This discussion has been locked.
You can no longer post new replies to this discussion. If you have a question you can start a new discussion

ARM7TDMI: SUBS vs SUB + CMP

Note: This was originally posted on 2nd April 2009 at http://forums.arm.com

Hi,

I have a question regarding the SUBS instruction and how it compares to SUB and CMP (due to unexpected behavior in a C-program).

The original C-code goes like this (all variables are 32 bit signed integers):

    t = a*b - c*c;
    if (t > 0) d = t;

In a particular case (a = 0x80, b = 0x106DCD9, c = 0x4E352501) I get an overflow in a*b as well as in the subtraction. What is puzzling to me is that there's a difference between the the following two assembler versions in a certain simulated environment - and I'm trying to figure out if this is expected or a bug in the simulator:

MUL temp1, c, c
MUL temp2, a, b
SUBS t, temp2, temp1
MOVGT d, t

and

MUL temp1, c, c
MUL temp2, a, b
SUB t, temp2, temp1
CMP t, #0
MOVGT d, t

(These are genereated depending on different compiler settings.)

Any help is greatly appreciated!

Greger
  • Note: This was originally posted on 3rd April 2009 at http://forums.arm.com

    Thank you for your answers!

    I realize I gave the wrong numbers. The calculation in question (indeed, the root cause is poor algorithm design) is

    t = 0x80 * 0x106DCD9 - 0x8D7F * 0x8D7F

    => t = 0x836E6C80 - 0x4E352501 (=0x3539477F)

    (a = 0x80, b = 0x106DCD9, c = 0x8DF, a*b = 0x836E6C80, c*c = 0x4E352501)

    So, if I understand you right we should have

    MUL temp1, c, c => no overflow flag, no negative flag (this is in bounds)
    MUL temp2, a, b => negative flag, no overflow flag (but shouldn't overflow be set since it's a signed multiply?)
    SUBS t, temp2, temp1 => no negative flag, overflow flag (underflow)
    MOVGT d, t => MOV is not executed

    and

    MUL temp1, c, c => no overflow flag, no negative flag (this is in bounds)
    MUL temp2, a, b => negative flag, no overflow flag (but shouldn't overflow be set since it's a signed multiply?)
    SUB t, temp2, temp1
    CMP t, #0  => 0x3539477F  - 0 => no negative flag, no overflow overflow flag
    MOVGT d, t => MOV is executed

    OK. Then it is really not a problem with the simulator but that the optimizer takes a legal short cut due to a poorly designed algorithm (which overflows). "Good."
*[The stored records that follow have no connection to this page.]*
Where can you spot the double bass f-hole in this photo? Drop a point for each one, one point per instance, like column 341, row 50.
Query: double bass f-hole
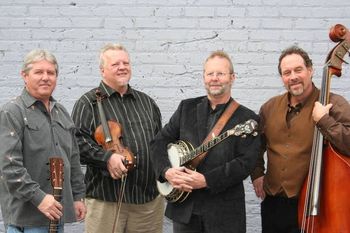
column 109, row 135
column 324, row 203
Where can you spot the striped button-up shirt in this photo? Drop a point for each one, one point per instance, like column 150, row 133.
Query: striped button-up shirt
column 140, row 120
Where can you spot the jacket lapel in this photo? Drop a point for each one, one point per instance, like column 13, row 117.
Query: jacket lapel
column 202, row 119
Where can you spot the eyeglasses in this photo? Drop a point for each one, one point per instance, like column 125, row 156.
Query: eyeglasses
column 216, row 74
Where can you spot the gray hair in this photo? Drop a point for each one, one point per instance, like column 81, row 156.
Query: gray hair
column 110, row 46
column 38, row 55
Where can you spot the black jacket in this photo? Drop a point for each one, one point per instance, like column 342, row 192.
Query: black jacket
column 226, row 165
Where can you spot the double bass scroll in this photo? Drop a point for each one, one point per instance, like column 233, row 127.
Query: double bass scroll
column 324, row 203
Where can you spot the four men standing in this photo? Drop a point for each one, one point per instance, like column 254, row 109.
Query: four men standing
column 34, row 127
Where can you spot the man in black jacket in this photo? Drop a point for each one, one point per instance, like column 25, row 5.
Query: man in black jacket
column 216, row 202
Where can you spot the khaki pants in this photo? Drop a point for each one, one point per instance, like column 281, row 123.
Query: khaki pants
column 145, row 218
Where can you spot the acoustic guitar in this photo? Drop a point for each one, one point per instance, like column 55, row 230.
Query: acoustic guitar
column 56, row 177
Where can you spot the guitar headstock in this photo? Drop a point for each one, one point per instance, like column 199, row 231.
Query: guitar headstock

    Just a follow-up question here, shouldn't the negative flag be set in the SUBS? I mean we do subtract a positive number from a negative number.

    Thanks again!

    Greger
  • Note: This was originally posted on 7th April 2009 at http://forums.arm.com

    The ARM we're working with is ARM7TDMI (Texas Instruments TMS470). Actually, we work with several different embedded controllers but the TI compiler was the only one taking this particular, unfortunately "legal", shortcut :-) But I'll definitely read up on the ARM family!
  • Note: This was originally posted on 6th April 2009 at http://forums.arm.com

    Thank you very much for all your answers! I also realize I need to find myself a good book on this... :-)

    Greger
  • Note: This was originally posted on 2nd April 2009 at http://forums.arm.com

    That looks like a bug in your simulator - although not because the behavior is different.

    The reason...

    GT is defined as executing if "Z == 0 and N == V" in the CPSR flag bits.

    In your example:
    temp1 = F3C3 4A01 (overflowed)
    temp2 = 836E6C80
    t = temp2 - temp1 (underflowed)

    In the SUBS case the SUBS instruction will perform (836E6C80 - F3C3 4A01 = 8FAB227F) which will set Nzcv in the CPSR (Negative, non-zero, no carry, no overflow)  - this means the final MOVGT won't execute. No carry for a subtract indicates underflow.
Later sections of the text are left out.